The Feura Bush School (Bethlehem School District Number 5) was a one-room schoolhouse built in 1885. In 1929, the school was abandoned, and was put to different uses over time until 1987, when the Feura Bush Neighborhood Association converted it to a library. In 1929, a large brick school for kindergarten through eighth grade was built replacing the one-room schoolhouse. This building would be in service until circa 1950. The West Shore Railroad established a station here in approximately 1870 and it was used to ferry students to Ravena for high school. Around 1940, the station was discontinued.

The Jerusalem (later Feura Bush) post office was once located in the Mathias Store until it moved to the hamlet's hotel in 1946, when the store was sold and converted into a residence. A new post office was built in 1989.

==Geography==
Feura Bush is situated along Indian Fields Road (New York Route 32) at the town border with neighboring Delmar and extends to other borders with Clarksville, Voorheesville, New Salem, South Bethlehem, and Coeymans.

==Architecture==
The hamlet has mostly Victorian and Colonial residences with some modern styles as well.
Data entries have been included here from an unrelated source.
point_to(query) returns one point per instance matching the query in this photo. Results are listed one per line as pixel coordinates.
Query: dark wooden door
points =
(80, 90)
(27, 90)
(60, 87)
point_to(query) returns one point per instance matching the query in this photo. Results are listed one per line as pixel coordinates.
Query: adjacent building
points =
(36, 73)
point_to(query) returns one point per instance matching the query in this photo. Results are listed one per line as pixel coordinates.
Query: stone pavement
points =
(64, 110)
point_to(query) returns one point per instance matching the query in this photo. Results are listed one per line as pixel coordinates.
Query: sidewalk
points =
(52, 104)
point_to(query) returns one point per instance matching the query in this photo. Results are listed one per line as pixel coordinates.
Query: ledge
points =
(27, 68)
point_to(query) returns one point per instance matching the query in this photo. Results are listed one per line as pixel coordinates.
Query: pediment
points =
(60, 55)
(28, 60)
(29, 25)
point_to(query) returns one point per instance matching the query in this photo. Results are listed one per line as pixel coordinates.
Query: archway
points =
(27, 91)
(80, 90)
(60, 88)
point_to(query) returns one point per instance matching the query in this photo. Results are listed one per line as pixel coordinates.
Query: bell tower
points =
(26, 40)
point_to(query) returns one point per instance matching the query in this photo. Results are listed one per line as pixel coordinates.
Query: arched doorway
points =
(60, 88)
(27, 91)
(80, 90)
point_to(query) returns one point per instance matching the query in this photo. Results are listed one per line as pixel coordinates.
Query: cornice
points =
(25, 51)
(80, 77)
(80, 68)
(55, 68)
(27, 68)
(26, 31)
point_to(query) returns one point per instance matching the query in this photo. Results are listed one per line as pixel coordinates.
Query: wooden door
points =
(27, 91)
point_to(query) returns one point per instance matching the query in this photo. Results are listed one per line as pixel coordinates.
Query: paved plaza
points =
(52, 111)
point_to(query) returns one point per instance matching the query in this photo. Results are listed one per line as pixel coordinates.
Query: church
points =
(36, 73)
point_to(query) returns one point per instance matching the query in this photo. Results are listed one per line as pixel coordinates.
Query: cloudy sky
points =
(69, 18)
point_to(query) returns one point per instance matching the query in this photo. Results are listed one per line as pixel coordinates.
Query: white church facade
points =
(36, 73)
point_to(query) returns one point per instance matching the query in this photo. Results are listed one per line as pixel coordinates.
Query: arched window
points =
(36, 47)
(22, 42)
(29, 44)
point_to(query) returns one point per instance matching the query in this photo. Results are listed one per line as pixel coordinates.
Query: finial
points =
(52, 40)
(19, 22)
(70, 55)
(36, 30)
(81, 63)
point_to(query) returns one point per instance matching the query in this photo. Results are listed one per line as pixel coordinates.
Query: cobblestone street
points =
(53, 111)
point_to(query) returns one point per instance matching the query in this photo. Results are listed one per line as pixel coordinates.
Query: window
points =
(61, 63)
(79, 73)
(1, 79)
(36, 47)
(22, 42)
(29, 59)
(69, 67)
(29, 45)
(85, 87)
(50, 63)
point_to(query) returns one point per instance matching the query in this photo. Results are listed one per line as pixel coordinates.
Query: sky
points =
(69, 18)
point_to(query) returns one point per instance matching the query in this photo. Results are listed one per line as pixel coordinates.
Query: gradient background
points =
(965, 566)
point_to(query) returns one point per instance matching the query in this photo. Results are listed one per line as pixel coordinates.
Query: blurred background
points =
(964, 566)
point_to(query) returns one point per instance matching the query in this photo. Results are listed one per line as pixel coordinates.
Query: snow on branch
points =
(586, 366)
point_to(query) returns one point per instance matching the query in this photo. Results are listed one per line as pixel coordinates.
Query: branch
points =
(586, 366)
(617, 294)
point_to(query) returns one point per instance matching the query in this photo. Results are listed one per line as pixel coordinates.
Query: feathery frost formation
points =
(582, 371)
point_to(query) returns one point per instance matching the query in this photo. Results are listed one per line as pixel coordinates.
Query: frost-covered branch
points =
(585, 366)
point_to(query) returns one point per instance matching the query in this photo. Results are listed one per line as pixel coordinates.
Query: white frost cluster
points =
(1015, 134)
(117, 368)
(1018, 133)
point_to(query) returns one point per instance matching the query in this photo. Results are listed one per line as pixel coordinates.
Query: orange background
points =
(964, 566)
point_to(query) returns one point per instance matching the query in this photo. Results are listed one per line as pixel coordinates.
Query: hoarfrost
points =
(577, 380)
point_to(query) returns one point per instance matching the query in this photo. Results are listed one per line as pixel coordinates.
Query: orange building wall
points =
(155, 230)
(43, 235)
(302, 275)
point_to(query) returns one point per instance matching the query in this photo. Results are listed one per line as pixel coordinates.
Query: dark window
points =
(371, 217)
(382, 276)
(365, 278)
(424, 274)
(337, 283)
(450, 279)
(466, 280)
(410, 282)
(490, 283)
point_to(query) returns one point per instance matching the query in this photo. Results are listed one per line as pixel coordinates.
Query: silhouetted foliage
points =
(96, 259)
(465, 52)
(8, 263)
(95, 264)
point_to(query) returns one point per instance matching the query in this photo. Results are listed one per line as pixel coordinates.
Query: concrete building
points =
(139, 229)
Several are historic buildings from the mid-18th century.

==Education==
The majority of Feura Bush is part of the Ravena-Coeymans-Selkirk Central School District (R-C-S). Children attend A.W. Becker Elementary School for kindergarten through fifth grade, R-C-S Middle School for sixth through eighth grade, and R-C-S High for ninth through twelfth grade. Small pockets of the hamlet are within the Bethlehem Central School District. Feura Bush also has a library, situated in a former one-room schoolhouse adjacent to Jerusalem Reformed Church.